Doch während inzwischen die meisten Menschen mit und an ihren Computern in Form von Laptops und Smartphones tätig sind, dringt die Idee dieser Maschinen in das Leben selbst ein. Wer diesen Schritt verstehen will, muss sich zum einen klarmachen, dass es in den Zellen wie in den Rechnern um Informationen geht, und sollte zum zweiten darüber staunen, dass ein Milliliter von Bakterien mehr Informationen als das komplette Internet speichern kann und so viele Schaltkreise wie Milliarden von Silizium-Prozessoren in sich trägt.
Biologische Systeme sind sowohl extrem kompakt als auch höchst energieeffizient. Daher arbeiten Computerfachleute daran, mithilfe von Bakterien umfangreiche rechnerische Aufgaben etwa zur Optimierung von Lieferketten zu lösen oder Auswege aus einem Labyrinth zu finden. Die Idee, dass Rechnen – Computing – zum Leben gehört, kann aber nicht nur zur Klärung mathematischer Kniffligkeiten in der Außenwelt eingesetzt werden, sondern auch zum Verständnis der organischen Innenwelt beitragen. Pilze zum Beispiel weisen ein breites Spektrum an Wahrnehmungen auf, wenn sie auf Licht, Chemikalien, Schwerkraft, mechanischen Stress und den pH-Wert in ihrer Umgebung reagieren.

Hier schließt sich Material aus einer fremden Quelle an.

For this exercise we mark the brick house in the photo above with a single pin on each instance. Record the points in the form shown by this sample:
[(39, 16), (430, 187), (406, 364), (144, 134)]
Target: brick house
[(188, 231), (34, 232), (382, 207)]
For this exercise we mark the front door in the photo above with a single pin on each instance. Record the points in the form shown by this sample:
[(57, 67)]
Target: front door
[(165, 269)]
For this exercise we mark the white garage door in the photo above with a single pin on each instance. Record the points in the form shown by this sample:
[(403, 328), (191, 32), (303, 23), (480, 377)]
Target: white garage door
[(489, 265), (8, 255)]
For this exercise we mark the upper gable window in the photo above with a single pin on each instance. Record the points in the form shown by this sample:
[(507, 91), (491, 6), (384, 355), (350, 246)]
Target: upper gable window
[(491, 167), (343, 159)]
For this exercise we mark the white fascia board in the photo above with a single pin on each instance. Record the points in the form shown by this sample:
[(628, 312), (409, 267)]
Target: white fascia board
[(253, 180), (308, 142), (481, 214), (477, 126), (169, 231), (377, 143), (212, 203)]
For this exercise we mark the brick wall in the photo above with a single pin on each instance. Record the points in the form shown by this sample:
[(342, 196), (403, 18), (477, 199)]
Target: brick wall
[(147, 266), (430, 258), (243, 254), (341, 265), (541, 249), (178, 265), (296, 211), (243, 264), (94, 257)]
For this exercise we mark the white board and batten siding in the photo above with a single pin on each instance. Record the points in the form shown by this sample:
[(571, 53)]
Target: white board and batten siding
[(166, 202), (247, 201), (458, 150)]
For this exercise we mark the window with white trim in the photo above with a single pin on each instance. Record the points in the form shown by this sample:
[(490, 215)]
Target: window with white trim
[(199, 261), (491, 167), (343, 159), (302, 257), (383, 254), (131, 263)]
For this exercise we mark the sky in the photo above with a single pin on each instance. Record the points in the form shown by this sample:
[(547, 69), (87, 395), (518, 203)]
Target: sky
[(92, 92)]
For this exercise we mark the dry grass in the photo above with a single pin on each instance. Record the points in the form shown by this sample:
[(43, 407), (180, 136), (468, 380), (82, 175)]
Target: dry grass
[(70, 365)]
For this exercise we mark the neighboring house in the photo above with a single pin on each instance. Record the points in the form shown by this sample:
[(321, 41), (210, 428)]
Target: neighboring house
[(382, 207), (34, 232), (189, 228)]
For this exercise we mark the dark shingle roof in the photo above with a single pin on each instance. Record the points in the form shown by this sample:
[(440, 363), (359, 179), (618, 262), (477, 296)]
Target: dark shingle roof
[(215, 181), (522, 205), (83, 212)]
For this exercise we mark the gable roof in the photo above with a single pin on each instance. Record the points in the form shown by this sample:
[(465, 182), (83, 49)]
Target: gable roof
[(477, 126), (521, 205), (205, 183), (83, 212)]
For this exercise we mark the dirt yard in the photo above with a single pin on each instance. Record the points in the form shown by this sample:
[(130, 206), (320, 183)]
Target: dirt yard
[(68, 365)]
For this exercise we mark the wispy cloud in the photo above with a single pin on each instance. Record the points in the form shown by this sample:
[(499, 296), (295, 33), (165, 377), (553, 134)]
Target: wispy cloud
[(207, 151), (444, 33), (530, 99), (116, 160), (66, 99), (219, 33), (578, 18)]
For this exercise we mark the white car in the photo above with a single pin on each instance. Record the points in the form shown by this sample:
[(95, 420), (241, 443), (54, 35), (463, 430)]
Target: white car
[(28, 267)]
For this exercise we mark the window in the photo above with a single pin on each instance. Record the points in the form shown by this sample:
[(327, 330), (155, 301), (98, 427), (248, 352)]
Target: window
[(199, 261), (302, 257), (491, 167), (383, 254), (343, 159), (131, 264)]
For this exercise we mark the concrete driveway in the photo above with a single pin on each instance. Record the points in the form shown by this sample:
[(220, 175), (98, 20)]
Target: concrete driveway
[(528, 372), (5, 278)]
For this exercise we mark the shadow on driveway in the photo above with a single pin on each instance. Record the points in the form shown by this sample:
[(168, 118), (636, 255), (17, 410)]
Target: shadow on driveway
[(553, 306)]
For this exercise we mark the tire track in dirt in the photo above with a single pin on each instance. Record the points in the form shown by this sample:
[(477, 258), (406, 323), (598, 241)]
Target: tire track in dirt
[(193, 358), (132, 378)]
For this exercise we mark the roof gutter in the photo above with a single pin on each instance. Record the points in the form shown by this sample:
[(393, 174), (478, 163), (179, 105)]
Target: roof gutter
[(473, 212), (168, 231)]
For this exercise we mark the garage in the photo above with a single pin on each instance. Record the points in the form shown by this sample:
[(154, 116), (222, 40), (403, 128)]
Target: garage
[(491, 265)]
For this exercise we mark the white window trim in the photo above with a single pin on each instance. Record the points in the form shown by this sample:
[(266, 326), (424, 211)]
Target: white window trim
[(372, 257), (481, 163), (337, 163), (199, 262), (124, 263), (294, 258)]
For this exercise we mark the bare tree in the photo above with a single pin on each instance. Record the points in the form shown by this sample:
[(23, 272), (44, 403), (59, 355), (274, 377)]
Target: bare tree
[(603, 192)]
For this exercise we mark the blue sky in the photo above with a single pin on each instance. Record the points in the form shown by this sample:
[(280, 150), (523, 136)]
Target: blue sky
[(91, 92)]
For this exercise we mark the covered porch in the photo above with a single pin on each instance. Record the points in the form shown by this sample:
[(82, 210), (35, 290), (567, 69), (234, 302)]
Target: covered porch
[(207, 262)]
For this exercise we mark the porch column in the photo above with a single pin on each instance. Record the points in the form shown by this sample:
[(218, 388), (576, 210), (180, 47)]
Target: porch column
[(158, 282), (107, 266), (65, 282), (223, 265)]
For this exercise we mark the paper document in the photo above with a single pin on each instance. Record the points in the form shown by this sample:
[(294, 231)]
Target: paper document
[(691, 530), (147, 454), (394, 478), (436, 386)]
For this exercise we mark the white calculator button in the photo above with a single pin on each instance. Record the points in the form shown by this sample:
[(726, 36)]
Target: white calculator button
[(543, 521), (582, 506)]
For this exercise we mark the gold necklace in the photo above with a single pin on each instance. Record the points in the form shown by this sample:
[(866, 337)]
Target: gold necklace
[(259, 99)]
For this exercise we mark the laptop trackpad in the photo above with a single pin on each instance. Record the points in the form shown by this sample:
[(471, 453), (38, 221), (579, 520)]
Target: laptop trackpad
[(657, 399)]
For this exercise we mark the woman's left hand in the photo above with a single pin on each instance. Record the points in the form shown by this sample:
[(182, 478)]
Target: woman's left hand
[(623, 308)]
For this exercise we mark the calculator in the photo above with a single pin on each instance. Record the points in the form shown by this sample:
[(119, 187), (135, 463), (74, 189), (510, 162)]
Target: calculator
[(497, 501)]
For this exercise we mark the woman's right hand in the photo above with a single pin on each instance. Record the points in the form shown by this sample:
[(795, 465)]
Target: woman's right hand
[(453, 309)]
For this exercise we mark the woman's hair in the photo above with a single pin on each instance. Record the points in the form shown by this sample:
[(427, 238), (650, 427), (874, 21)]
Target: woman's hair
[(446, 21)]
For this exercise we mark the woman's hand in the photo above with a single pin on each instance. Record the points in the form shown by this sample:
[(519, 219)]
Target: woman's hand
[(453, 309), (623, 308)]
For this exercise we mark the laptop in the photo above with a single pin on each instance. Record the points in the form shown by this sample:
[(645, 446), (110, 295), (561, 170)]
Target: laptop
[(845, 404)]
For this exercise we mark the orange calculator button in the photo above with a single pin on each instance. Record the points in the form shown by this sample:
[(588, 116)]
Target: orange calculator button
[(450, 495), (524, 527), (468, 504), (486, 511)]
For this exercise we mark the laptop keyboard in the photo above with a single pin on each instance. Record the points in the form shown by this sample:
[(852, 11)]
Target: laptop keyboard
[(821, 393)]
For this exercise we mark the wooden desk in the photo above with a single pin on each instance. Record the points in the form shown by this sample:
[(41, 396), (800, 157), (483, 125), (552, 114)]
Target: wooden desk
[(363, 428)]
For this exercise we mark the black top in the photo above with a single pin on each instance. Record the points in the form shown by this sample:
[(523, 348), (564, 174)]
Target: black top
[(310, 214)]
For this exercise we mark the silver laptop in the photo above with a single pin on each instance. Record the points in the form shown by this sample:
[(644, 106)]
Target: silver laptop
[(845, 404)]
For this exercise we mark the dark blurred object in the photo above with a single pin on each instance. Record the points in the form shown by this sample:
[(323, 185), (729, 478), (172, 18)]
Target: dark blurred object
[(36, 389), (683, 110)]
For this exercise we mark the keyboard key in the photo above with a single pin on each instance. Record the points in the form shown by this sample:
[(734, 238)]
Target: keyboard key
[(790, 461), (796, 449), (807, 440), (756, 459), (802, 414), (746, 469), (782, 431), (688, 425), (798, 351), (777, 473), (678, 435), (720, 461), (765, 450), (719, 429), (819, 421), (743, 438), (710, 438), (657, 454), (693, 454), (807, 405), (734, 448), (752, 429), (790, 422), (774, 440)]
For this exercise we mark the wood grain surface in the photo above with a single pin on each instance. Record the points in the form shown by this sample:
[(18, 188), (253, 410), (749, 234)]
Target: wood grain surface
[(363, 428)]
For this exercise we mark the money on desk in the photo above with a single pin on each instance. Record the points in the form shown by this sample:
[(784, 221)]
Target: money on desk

In den meisten Fällen hat sich die Forschung bislang darum gekümmert, wie ein Pilz in seinen Strukturen – etwa Membranen und Proteinen – die Signale weiterleitet, die von äußeren Reizen wie Licht und Gravitation ausgehend das innere Geschehen des Lebens beeinflussen und seine Antwort bewirken. In der bisherigen Erforschung der Wahrnehmung meinte man, es reiche, die Kette der Signale aufzuspüren, um die Reaktionen des Lebens verstehen zu können. Doch mit der zunehmenden Verfügbarkeit von Computern und der Allgegenwart von zu verarbeitenden Informationen und den dazu benötigten Algorithmen ist der Gedanke nicht von der Hand zu weisen, dass man die eigentlich dazu nötige Fähigkeit des Lebens – seine Rechenkünste – bislang übersehen hat. Nicht zu glauben.